Become a steward of Michigan's inland lakes

Go from a concerned resident to a super scientist by getting involved with programs like the Cooperative Lakes Monitoring Program and Introduction to Lakes.

Photo by Dr. Jo Latimore, Michigan State University Extension
Photo by Dr. Jo Latimore, Michigan State University Extension

Here in Michigan, we are the proud stewards of the Great Lakes and over 11,000 inland lakes. Our more famous Great Lakes are large enough to see from space while our smaller inland lakes can be much less than a single square mile. However, regardless of their size, lakes enhance Michiganders’ quality of life by providing clean drinking water, food, beautiful aesthetics and recreational enjoyment. From a community perspective, lakes also provide an invaluable asset that gives a community a sense of place and a rich economic resource.

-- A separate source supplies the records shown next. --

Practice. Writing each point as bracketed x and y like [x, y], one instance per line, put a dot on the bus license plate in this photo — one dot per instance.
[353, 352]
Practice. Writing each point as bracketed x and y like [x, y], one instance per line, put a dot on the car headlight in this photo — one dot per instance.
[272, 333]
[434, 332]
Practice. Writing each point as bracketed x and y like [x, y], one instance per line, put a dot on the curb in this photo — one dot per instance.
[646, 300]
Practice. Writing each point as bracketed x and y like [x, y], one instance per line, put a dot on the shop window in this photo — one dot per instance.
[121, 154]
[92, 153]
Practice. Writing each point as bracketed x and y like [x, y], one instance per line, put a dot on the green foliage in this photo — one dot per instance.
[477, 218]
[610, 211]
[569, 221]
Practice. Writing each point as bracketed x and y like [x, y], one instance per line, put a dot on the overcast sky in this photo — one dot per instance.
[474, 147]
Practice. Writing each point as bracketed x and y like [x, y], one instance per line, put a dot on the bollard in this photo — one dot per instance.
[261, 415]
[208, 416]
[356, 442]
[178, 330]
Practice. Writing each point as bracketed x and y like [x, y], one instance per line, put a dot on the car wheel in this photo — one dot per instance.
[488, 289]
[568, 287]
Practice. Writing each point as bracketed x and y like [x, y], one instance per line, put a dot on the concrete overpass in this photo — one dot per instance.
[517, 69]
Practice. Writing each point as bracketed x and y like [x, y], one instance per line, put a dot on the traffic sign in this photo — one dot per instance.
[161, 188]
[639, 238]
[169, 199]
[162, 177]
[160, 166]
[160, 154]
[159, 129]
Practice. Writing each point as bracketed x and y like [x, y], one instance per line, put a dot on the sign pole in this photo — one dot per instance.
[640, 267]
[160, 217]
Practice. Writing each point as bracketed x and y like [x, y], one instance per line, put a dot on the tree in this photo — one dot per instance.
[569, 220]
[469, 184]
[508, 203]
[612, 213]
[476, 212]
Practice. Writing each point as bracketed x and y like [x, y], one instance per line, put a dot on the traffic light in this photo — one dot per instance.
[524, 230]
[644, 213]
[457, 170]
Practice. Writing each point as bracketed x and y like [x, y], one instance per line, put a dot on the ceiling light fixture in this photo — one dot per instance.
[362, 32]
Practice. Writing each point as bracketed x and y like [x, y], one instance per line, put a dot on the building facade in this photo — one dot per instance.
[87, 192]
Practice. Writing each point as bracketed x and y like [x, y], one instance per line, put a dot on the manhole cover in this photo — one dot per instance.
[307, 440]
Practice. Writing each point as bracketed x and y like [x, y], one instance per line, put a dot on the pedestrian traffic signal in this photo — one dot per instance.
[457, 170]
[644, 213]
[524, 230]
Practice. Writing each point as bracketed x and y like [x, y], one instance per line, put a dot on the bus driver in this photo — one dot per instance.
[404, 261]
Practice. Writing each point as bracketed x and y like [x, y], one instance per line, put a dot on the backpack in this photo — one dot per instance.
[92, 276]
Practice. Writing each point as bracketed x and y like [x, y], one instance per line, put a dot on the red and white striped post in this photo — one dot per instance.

Our lakes bring visitors from around the world who enjoy not only their beauty, but also the boundless recreational opportunities they offer.

With these benefits comes responsibility. Many people who utilize lakes for fishing and boating invest much of their time and money into being on the lake. These users and lake residents are in the unique position to be involved with the protection, wise-use and long-term water quality monitoring of lakes they call home. While environmental emergencies impacting lake health can happen overnight, often changes occur slowly and only people who regularly visit or live near them notice. Therefore, it is important for residents and long-term users to take an active role in lake management. This can be accomplished through the participation in lake protection organizations, volunteer water quality monitoring and environmental education courses.

Volunteer Water Monitoring

Riparian owners and lake users play important roles in lake protection. Citizen scientists, such as volunteer lake monitors, can influence the protection of lakes first-hand without needing a significant amount of specialized education or a background in science. Monitoring may sound daunting, but programs such as the Michigan Clean Water Corps Cooperative Lakes Monitoring Program empower concerned residents to be involved with lake management through the collection of water quality and invasive species data. The program is designed to educate, train and support volunteer lake monitors and with this data citizens can make educated decisions on how to protect the quality of their lake. The benefits reach beyond a local lake, as the Department of Environmental Quality values volunteer data and funds the MiCorps program.

If you are interested in being involved first-hand with the Cooperative Lakes Monitoring Program visit the MiCorps website to find everything you need to get started. Registration is open now through early spring.

Online Lake Learning

Another way to gain knowledge about water quality and lake protection is through educational courses such as Michigan State University Extension’s Introduction to Lakes course. The course is designed for riparians, local decision makers, resource professionals and concerned citizens with the purpose of increasing knowledge of basic lake ecology principles and techniques for lake protection. The six-week online course discusses aquatic plants, water law, shorelines, citizen involvement and more. The class also offers webinar opportunities to talk to experts on lake related topics. Students who complete Introduction to Lakes will automatically receive a free one-year Michigan Lakes and Stream Association (MLSA) membership. Members of the MLSA can attend workshops, seminars, meetings and special events through which they can learn about the use and wise management of Michigan’s inland lakes and streams. Introduction to Lakes runs January 23 to March 9, 2018. Registration is open now through January 16, 2018. Registration is $115 per person and there is an early bird registration price of $95 per person if you register by December 22, 2017.